Navy Forced to Keep Ships it Can’t Afford

USS Cowpens / AP

USS Cowpens / AP


The U.S. Navy must spend billions fixing out-of-commissioned ships because Congress failed to agree on a 2013 budget, reports

Four Ticonderoga-class guided missile cruisers were on the Navy’s decommissioning list for 2013 because repairing and upgrading them would cost billions of dollars. But Congress objected to the cuts and instead authorized money to maintain three of them.

That money has yet to materialize.

[Congress] instead placed government spending under a continuing resolution — a Band-Aid measure that keeps the government running at 2012 budget levels, with no new appropriations.

The Navy must now keep three cruisers in operation: the Norfolk, Va.-based Anzio, the Mayport, Fa.-based Viicksburg, and the Cowpens in Yokosuka, Japan.

Vice Adm.
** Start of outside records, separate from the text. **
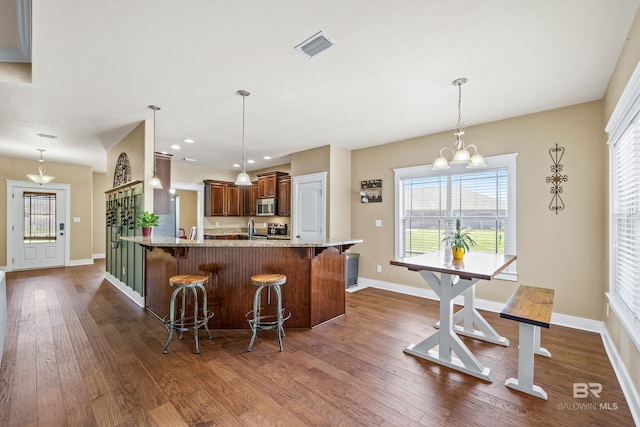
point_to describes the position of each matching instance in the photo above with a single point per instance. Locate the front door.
(38, 228)
(309, 206)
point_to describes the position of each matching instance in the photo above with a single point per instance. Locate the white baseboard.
(133, 295)
(76, 262)
(496, 307)
(628, 388)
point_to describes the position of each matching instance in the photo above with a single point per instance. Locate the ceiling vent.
(315, 45)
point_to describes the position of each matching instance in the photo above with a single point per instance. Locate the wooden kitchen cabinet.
(284, 196)
(268, 184)
(249, 197)
(222, 199)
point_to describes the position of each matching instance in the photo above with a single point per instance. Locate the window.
(429, 202)
(624, 208)
(39, 217)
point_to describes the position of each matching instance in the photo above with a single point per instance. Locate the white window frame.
(422, 171)
(626, 110)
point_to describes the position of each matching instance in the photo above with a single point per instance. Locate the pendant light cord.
(244, 97)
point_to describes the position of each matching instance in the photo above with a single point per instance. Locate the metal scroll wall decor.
(122, 172)
(556, 179)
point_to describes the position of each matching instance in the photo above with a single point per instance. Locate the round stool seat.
(188, 285)
(188, 279)
(268, 279)
(259, 319)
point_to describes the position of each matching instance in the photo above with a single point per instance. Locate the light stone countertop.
(258, 243)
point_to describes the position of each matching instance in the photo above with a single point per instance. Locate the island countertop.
(160, 241)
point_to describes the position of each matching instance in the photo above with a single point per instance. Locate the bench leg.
(524, 382)
(537, 349)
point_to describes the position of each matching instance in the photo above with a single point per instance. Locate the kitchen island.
(315, 270)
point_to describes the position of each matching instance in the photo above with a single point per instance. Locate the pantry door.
(309, 206)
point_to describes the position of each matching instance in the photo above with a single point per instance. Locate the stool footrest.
(267, 321)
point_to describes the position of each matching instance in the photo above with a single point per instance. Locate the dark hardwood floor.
(80, 353)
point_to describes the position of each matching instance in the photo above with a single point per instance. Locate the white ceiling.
(97, 65)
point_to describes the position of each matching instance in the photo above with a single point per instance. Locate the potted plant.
(460, 240)
(147, 220)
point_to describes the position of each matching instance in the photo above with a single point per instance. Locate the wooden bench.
(531, 306)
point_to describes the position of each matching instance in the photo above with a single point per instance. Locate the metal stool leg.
(171, 318)
(256, 316)
(195, 318)
(205, 309)
(279, 315)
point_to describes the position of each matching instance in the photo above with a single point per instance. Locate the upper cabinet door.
(284, 196)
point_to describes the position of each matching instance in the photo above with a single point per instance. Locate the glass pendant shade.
(462, 156)
(40, 178)
(154, 182)
(243, 179)
(441, 163)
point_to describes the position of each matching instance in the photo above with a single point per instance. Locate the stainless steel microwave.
(266, 207)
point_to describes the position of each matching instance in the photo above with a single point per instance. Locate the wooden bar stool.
(259, 320)
(188, 284)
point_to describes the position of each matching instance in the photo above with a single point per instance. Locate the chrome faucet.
(251, 228)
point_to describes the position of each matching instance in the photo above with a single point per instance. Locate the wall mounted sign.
(122, 172)
(371, 191)
(556, 179)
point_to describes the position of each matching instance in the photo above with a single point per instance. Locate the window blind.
(626, 216)
(430, 205)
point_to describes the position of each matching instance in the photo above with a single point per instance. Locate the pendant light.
(154, 182)
(41, 178)
(461, 155)
(243, 179)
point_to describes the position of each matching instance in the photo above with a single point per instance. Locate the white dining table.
(457, 277)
Bill Burke, head of Navy’s logistics, told members of House and Senate Armed Services Committees last spring that maintaining and updating cruisers would cost more than $5 billion.

Choosing to decommission them was a tough decision, Burke said, but the Navy needed to make the trade-off to ensure the readiness of the whole fleet and “avoid a hollow force.”

Both the House and the Senate panels opposed prematurely cutting ships at a time when the fleet is expected to make do with fewer resources.

The National Defense Authorization Act signed by President Barack Obama in January disallows the Navy from decommissioning the three ships. Instead, “it authorized $628.5 million for the Anzio, Vicksburg and Cowpens.”